GSEA for Single-Cell Data in Scanpy

Why this matters

Single-cell RNA-seq helps you find cell populations and marker genes, but marker lists alone do not always explain the biology. Gene set enrichment analysis, or GSEA, adds a functional layer by asking which pathways, processes, or signatures are overrepresented in each cluster. In practice, this is useful for cluster annotation, hypothesis generation, and comparing cell states across conditions.

In Python, a practical workflow is to use Scanpy for clustering and marker detection, then use GSEApy to run pathway analysis on cluster-level gene rankings.

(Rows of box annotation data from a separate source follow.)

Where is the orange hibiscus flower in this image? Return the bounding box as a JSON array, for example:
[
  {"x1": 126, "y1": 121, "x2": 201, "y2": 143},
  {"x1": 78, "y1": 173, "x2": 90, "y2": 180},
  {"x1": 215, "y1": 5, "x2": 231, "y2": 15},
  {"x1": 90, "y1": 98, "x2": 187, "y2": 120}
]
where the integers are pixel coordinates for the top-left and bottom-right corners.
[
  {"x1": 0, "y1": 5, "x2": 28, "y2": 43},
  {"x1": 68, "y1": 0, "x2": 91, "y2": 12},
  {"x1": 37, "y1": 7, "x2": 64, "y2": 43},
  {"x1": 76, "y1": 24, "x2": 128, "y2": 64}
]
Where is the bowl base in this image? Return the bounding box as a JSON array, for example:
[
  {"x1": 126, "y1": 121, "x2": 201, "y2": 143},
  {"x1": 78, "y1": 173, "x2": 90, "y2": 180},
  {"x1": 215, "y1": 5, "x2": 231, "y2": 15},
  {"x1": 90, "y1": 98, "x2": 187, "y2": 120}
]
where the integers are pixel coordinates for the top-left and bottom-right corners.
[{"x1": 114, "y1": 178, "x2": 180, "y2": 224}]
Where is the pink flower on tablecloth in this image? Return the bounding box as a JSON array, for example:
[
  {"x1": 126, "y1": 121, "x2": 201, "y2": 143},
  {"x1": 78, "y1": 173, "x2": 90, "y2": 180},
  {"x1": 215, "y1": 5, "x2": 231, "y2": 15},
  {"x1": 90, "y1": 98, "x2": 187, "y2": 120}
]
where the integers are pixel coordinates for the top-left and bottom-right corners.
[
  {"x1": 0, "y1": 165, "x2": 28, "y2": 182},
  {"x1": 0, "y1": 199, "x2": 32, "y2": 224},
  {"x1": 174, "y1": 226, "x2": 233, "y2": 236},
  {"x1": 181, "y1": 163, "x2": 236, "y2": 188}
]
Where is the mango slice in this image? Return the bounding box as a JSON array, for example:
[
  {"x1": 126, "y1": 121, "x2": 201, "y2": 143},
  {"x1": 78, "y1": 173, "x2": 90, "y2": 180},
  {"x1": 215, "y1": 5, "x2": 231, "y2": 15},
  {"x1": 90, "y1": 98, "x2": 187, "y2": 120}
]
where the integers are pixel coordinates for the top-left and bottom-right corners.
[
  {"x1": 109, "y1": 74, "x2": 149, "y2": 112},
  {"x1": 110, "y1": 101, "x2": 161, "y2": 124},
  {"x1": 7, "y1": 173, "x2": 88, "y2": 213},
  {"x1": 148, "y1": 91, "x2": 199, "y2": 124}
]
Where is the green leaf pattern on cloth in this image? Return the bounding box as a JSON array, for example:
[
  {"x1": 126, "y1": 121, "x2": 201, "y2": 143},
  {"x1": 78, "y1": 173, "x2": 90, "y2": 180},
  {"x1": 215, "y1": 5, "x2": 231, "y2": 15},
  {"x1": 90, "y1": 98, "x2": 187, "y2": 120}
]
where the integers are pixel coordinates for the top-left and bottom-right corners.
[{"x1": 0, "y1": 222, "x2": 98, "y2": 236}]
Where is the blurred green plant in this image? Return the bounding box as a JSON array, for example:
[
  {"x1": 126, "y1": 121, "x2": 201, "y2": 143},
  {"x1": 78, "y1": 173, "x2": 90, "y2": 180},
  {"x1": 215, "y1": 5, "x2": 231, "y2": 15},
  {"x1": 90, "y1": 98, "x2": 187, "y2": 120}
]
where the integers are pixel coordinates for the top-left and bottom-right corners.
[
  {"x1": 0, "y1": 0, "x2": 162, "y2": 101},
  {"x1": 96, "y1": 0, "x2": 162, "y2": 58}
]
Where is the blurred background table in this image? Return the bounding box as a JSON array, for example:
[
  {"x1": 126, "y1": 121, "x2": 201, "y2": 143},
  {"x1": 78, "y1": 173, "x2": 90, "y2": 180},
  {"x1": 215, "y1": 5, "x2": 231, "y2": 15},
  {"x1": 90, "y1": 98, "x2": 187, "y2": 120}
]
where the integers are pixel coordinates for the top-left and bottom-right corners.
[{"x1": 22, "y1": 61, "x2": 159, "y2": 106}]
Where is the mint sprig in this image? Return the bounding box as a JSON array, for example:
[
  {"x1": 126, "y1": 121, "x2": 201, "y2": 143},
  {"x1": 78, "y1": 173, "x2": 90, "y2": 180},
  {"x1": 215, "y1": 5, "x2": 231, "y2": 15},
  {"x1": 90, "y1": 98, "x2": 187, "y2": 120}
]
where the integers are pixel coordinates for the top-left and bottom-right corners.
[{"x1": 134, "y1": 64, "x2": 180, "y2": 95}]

Steps and expected outcome

In this tutorial, you will:

Load a small PBMC single-cell dataset in Scanpy.
Preprocess and cluster the cells.
Compute cluster marker genes.
Build a ranked gene list for one cluster.
Run preranked GSEA on the full ranking.
Run over-representation analysis on filtered upregulated markers.
Repeat the enrichment step across all clusters.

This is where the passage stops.